2) I would control the presence of clones at the stage of descendant generation. (Which I will do, actually.)
1) Repeated FF calculations are not performed, because the check is performed on the historical chromosome database - if at least once FF has been performed before for such an individual, the value is taken from the database.
2) There is one nuance with the settlement of a new colony into the population. But I will keep silent about it. :) Do it the way you think is more correct and tell me about the results - after that I will tell you about the nuance.
PS In general, and not in relation to this comment, you can follow many different strategies of random GA search, each variant is worthy of attention to some extent. The results (convergence rate, search accuracy, getting stuck in local extrema) will almost directly depend on the search strategies used.
1) There are no repeated calculations of FFs, because the historical chromosome database is checked - if a FF has been performed at least once before for such an individual, the value is taken from the database.
2) There is one nuance with the settlement of a new colony into the population. But I will keep silent about it. :) Do what you think is more correct and tell me about the results - after that I will tell you about the nuance.

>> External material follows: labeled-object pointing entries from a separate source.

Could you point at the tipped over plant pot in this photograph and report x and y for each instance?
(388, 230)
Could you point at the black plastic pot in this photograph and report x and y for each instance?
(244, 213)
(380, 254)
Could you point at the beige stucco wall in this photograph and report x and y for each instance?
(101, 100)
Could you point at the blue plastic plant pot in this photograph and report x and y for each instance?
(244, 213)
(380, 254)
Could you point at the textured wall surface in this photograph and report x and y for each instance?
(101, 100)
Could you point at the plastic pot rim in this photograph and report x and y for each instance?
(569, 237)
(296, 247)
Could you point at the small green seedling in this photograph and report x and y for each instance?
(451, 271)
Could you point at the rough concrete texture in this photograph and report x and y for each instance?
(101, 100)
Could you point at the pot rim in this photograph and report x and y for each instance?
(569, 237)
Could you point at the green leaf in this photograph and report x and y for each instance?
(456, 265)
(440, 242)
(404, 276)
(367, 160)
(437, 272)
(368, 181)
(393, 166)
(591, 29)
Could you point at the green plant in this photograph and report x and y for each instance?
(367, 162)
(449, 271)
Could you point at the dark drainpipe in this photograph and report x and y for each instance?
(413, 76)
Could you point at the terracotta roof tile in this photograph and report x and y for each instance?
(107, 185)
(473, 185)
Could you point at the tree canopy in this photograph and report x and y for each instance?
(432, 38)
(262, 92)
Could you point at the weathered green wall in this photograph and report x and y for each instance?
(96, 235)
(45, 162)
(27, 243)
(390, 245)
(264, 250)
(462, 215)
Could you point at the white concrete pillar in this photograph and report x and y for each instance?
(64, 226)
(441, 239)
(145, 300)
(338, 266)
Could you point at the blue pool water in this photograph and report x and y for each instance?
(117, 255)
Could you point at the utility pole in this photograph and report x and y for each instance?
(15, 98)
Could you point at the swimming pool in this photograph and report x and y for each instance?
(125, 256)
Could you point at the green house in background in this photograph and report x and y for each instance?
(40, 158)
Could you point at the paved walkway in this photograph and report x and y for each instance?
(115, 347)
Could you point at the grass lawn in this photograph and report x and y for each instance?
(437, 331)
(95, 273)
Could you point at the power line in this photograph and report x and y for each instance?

1) Well, well, well. Storyteller. :) You have at least one mistake there.
This is how real numbers are compared only by... mmmm... mathematicians, yes.
In such a comparison, a difference of fifteen digits after a floating point recognises genes as different. And there will always be a difference, because it's fate. ;)
At least it has to be like this:
I have no doubt that you have tested the removal of duplicates separately from the gene algorithm, so you must have an illusion that this fragment works.
2) How mysterious everything is... Where the thin is thin, the torn is torn. :)
Everything is solvable there, with or without nuances. Okay, I'll show you how I did it.
1) Well, well, well. Storyteller. :)
2) You have at least one mistake there. That's how real numbers are compared only by... mmmm... mathematicians, yes. In such a comparison, a difference of fifteen digits after a floating point recognises genes as different. And there will always be a difference, because it is fate. ;)
At least it has to be like this:
3) And you have exactly the same thing when removing duplicates. I have no doubt that you have tested the removal of duplicates separately from the gene algorithm, so you must have an illusion that this fragment works.
4) How mysterious everything is... Where the thin is thin, the torn is torn. :) Everything is solvable there, with or without nuances. Okay, I'll show you how I did it.
1) Storyteller? Hmm, unfortunately I didn't understand the humour. The database check happens in the function CheckHistoryChromosomes(chromos,historyHromosomes ) which is called from GetFitness(historyHromosomes). That's why I said correctly - there are no repeated runs of FF.
2) Reconciliation with the database occurs with checking by genes. And each gene is normalised by SelectInDiscreteSpace(temp,RangeMinimum,RangeMaximum,Precision,3) when a new chromosome appears. So there are no "fairy tales" here either.
3) See 2)
4) No mystery. The code is open and transparent. There is indeed a nuance (it is related not to implementation problems, but to the quality of convergence).